Une des grâces du temps de Pâques, c’est de nous faire comprendre l’accomplissement des prophéties ; c’est pourquoi, pendant la vigile pascale, nous en lisons un certain nombre à la lumière du cierge qui représente le Christ, c’est-à-dire à la lumière du Christ ressuscité. Le Christ, revenu d’entre les morts dans la gloire, nous aide, en effet, à mieux comprendre ce qui avait été dit de lui, et même ce que lui-même avait dit de lui. C’est une de ces prophéties que l’Église nous invite à méditer ce matin.

Jésus avait aux pharisiens, en effet : « je suis le bon pasteur, je donne ma vie pour mes brebis ». Saint Pierre explique, dans le passage de l’épître que nous avons lu, que cette prophétie de Jésus s’applique de la façon la plus manifeste à sa Passion : Jésus a donné sa vie pour nous, qui sommes ses brebis et composons son peuple, son troupeau, afin que, par son sacrifice, nous parvenions à la vie éternelle. Nous qui étions des brebis errantes, vouées à la perdition, avons été ramenées au bercail par notre bon pasteur, qui a tout donné pour nous, nous a pris sur ses épaules, comme il avait porté sa croix, selon l’image bien connue.
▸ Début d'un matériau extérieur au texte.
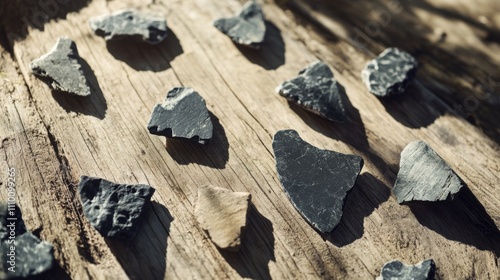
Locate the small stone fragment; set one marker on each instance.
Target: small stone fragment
(114, 210)
(61, 68)
(390, 73)
(316, 181)
(223, 214)
(22, 254)
(315, 90)
(396, 270)
(130, 23)
(247, 28)
(424, 176)
(183, 115)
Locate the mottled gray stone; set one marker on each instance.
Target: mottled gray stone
(247, 28)
(130, 23)
(62, 69)
(183, 115)
(390, 73)
(32, 256)
(114, 210)
(424, 176)
(315, 90)
(396, 270)
(316, 181)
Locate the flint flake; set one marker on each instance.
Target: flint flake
(316, 181)
(315, 90)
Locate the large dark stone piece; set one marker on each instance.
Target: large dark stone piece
(61, 68)
(390, 73)
(31, 256)
(396, 270)
(130, 23)
(183, 115)
(114, 210)
(424, 175)
(247, 28)
(316, 181)
(315, 90)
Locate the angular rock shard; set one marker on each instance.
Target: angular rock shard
(223, 214)
(316, 181)
(390, 73)
(61, 69)
(247, 28)
(396, 270)
(32, 256)
(424, 176)
(183, 115)
(130, 23)
(114, 210)
(315, 90)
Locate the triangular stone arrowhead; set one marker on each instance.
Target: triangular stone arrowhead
(183, 115)
(424, 176)
(247, 28)
(223, 214)
(114, 210)
(316, 181)
(62, 69)
(315, 90)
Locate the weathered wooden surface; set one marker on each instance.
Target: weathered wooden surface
(52, 140)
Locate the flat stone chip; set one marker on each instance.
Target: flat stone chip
(32, 256)
(315, 90)
(316, 181)
(114, 210)
(247, 28)
(390, 73)
(424, 176)
(223, 214)
(396, 270)
(130, 23)
(61, 69)
(183, 115)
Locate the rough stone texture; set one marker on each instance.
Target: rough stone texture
(315, 90)
(114, 210)
(223, 214)
(390, 73)
(61, 68)
(396, 270)
(32, 256)
(130, 23)
(183, 115)
(247, 28)
(316, 181)
(424, 176)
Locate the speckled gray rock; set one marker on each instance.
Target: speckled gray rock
(114, 210)
(61, 68)
(396, 270)
(32, 256)
(315, 90)
(424, 176)
(130, 23)
(390, 73)
(247, 28)
(183, 115)
(316, 181)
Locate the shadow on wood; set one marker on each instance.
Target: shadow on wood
(271, 55)
(463, 219)
(93, 105)
(361, 201)
(145, 256)
(142, 56)
(257, 248)
(215, 154)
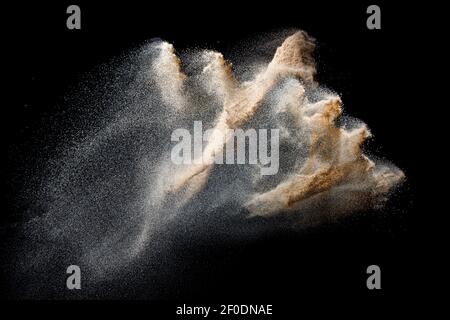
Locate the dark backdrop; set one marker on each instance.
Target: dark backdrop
(373, 70)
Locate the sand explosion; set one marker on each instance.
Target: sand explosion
(334, 164)
(113, 194)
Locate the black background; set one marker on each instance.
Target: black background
(376, 73)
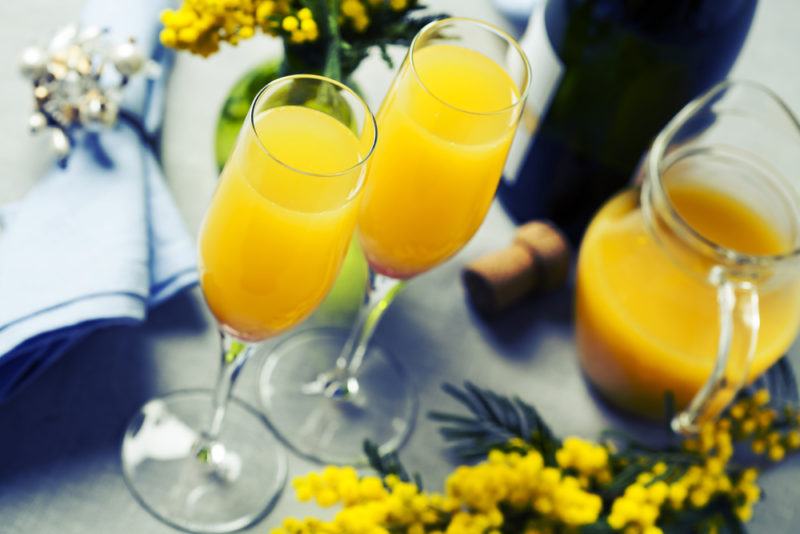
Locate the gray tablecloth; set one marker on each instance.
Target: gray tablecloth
(59, 467)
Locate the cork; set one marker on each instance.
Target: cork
(537, 260)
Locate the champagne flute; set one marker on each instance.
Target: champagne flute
(446, 126)
(270, 248)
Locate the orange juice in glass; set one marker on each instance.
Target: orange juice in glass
(445, 128)
(690, 284)
(270, 247)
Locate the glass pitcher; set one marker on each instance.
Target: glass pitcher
(689, 282)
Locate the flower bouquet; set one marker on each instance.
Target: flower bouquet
(328, 37)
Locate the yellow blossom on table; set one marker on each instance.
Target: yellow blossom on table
(590, 460)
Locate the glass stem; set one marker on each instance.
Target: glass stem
(381, 291)
(234, 355)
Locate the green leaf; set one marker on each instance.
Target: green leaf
(389, 464)
(492, 421)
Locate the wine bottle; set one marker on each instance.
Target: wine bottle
(607, 76)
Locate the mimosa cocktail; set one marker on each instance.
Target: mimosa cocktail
(445, 128)
(436, 167)
(270, 247)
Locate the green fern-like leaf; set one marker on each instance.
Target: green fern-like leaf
(389, 464)
(493, 420)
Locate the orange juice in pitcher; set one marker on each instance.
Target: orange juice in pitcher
(690, 283)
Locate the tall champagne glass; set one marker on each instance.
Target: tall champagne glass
(270, 247)
(445, 126)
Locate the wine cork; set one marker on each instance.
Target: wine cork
(537, 260)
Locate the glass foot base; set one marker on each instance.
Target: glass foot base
(328, 428)
(223, 487)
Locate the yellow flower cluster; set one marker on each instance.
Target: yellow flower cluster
(514, 489)
(471, 504)
(588, 460)
(200, 25)
(753, 419)
(523, 481)
(357, 12)
(638, 510)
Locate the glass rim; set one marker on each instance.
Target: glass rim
(322, 79)
(655, 173)
(491, 28)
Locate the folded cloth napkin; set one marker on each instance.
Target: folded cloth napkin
(99, 242)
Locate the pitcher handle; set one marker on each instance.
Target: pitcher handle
(739, 322)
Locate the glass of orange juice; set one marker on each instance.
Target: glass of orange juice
(690, 282)
(445, 128)
(270, 248)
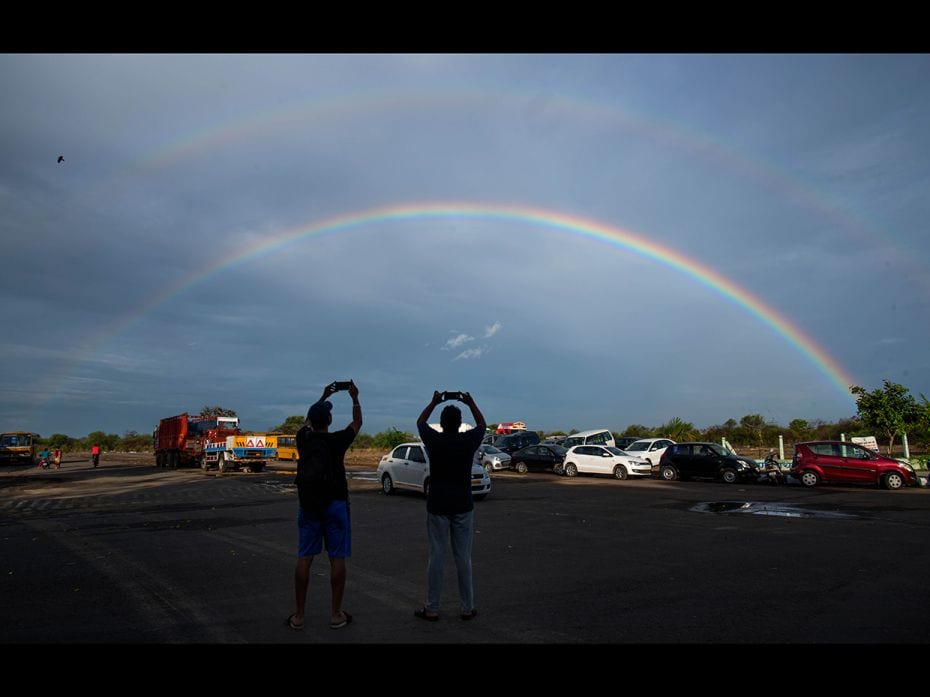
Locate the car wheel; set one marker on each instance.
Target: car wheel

Mais saint Pierre nous introduit aussi à une autre lecture de cette prophétie, lorsqu’il parle de Jésus comme de celui qui est insulté mais ne rend pas l’insulte, maltraité mais sans menace, il est décrit pacifique, comme un agneau. « On l’appellera pacifique – Pacificus vocabitur », c’est une des antiennes de la fête du Christ-roi. Et saint Jean-Baptiste décrivit lui aussi le Christ comme « l’Agneau de Dieu ». Dans ce sens, la parabole prophétique que le Christ fait à son sujet est retournée. Ici, c’est Jésus qui est la brebis et les pharisiens, qui étaient censés garder le peuple de Dieu sous l’Ancienne alliance, apparaissent comme de mauvais pasteurs, des mercenaires qui n’étaient là que pour se servir eux-mêmes, et ont mené la brebis innocente à la tonte et à la boucherie.

Chaque passage des Saintes écritures, en effet, a plusieurs niveaux de lecture : chaque mot parle du Christ, mais aussi du rapport que nous-mêmes avons avec le Christ, car tout a été écrit pour notre salut, ainsi que nous le disait saint Jean dans l’évangile que nous avons lu dimanche dernier. Ce rapport au Christ, il se met en place notamment par l’exemple : le Christ nous a laissé un exemple, dit saint Pierre, afin que nous suivions ses traces.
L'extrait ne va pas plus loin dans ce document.